Paradoxically, it was now that his relationship with Andrea had assumed an unexpected equilibrium. The fact that he hadn’t broken up with her when he found out about someone else’s baby like many men would have done, had started a new phase in their love. He became dear to her; he saw this and, although the man in him would most willingly have got rid of someone else’s foetus, it was his humanity that won Andrea over.
Jonathan stood the half-empty bottle on the sill and stared at the lights opposite as they went off, one by one. What a brittle equilibrium! Her swelling belly and with it his pain; messages by night, life by day and, in the evenings, trips to churches where he avoided people’s eyes like a vampire avoided daylight.
J
ONATHAN STOOD
downstairs in his jacket, but Megi still wasn’t coming down. Finally, he heard the rhythm of her heels on the stairs.
“I couldn’t decide what to wear.” She raised her eyes. “Have I put on weight or something?”
“No chance,” he countered automatically.
“Is Helena here yet?”
“Mm-hmm.” With his eyes he indicated a pair of golden trainers beneath the coat-hooks.
“Helena, could you give the children their supper at nine then chase them off to bed, please?” ordered Megi, catching Tomaszek’s hand at the last moment as it aimed to bury itself in her lacquered hair. She kissed him carefully, not to leave lipstick on his cheek. Antosia came up and put her arms around her mother’s hips, gently so as not to crease the skirt.
They were late for the concert; the seats in the hall above were already full so they had to stay downstairs and watch on the screen.
“Is there anything to eat?” Jonathan leaned over to Megi’s ear.
She indicated a section of the room partitioned off by small barriers where waiters were milling around. He took a step in that direction but she caught him by the arm.
“Only after the concert.”
When the barriers were finally pulled aside, a tightly packed crowd threw itself at the tables. Megi stormed the snacks, Jonathan’s task was to acquire some plates.
“Got them! And look, how ingenious – palette-shaped plates!” He handed her the oval shape with a hole through which he’d put his thumb.

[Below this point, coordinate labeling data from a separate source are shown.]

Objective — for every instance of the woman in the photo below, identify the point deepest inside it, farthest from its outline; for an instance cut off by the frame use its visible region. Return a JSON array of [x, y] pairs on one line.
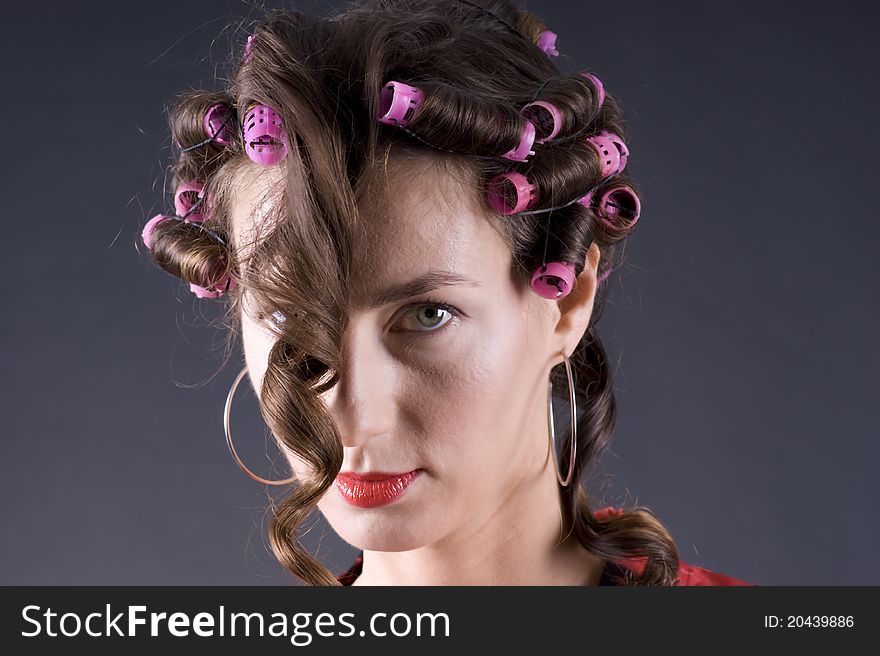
[[412, 212]]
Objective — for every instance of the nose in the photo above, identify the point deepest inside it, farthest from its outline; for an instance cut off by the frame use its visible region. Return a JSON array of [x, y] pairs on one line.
[[362, 401]]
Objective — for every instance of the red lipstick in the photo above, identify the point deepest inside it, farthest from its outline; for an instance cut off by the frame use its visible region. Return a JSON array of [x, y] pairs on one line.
[[372, 489]]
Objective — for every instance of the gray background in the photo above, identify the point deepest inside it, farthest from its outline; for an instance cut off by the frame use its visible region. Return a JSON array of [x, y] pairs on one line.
[[741, 328]]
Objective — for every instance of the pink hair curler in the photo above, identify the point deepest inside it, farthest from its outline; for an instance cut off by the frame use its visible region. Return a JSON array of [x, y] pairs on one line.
[[620, 145], [218, 123], [185, 198], [511, 192], [398, 103], [620, 202], [609, 155], [553, 280], [264, 139], [224, 285], [147, 232], [597, 84], [546, 118], [586, 201], [547, 43], [522, 151]]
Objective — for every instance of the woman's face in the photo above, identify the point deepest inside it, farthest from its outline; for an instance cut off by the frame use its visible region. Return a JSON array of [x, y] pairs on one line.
[[458, 393]]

“It’s for your glass,” she snorted, “so you don’t have to hold it with your other hand.”
“So it’s free to …?”
“Hand out business cards.” Megi kissed him on the lips; he felt the moistness of her lipstick.
Martyna sprung up next to them.
“And you two are still at it after all those years! Have you heard about the pregnancy?” She transfixed a mushroom with her fork; a slimy streak gleamed on her plate.
“Andrea’s and Simon’s,” filled in Rafal as he pushed his way toward them, grunting, “What a crowd!”
Jonathan allowed himself to be sucked in by some group, thanks to which, seconds later, he was several meters away, his salad slipping precariously to one side of his plate.
“… is pregnant although it doesn’t show much yet.”
“Simon’s too old to be a father,” replied a familiar voice.
Jonathan turned. Stefan was sweating by the meatballs; below his nose, where until recently he’d cultivated the moustache, beads of sweat were collecting.
“Why are you standing by the pots?” Jonathan indicated the steaming jaws of aluminium containers.
“Herd mentality. I wasn’t hungry but when everyone threw themselves at the food, so did I. Exactly as if ham were still being rationed,” grunted Stefan, adding aggressively, “But you always had all you wanted. There wasn’t any martial law in England.”
“English pork sausages were deadlier than communist water cannons.”
Stefan’s face was taking on one of his national colors when he suddenly noticed Jonathan’s expression. He followed his eyes – Andrea
stood surrounded by a circle of friends, Martyna’s hand was on her belly, Rafal was nodding and blinking compulsively, and Monika was listening with a polite expression. Only Przemek was uninterested in Andrea and stood, crushed in with his plate, directly next to Megi.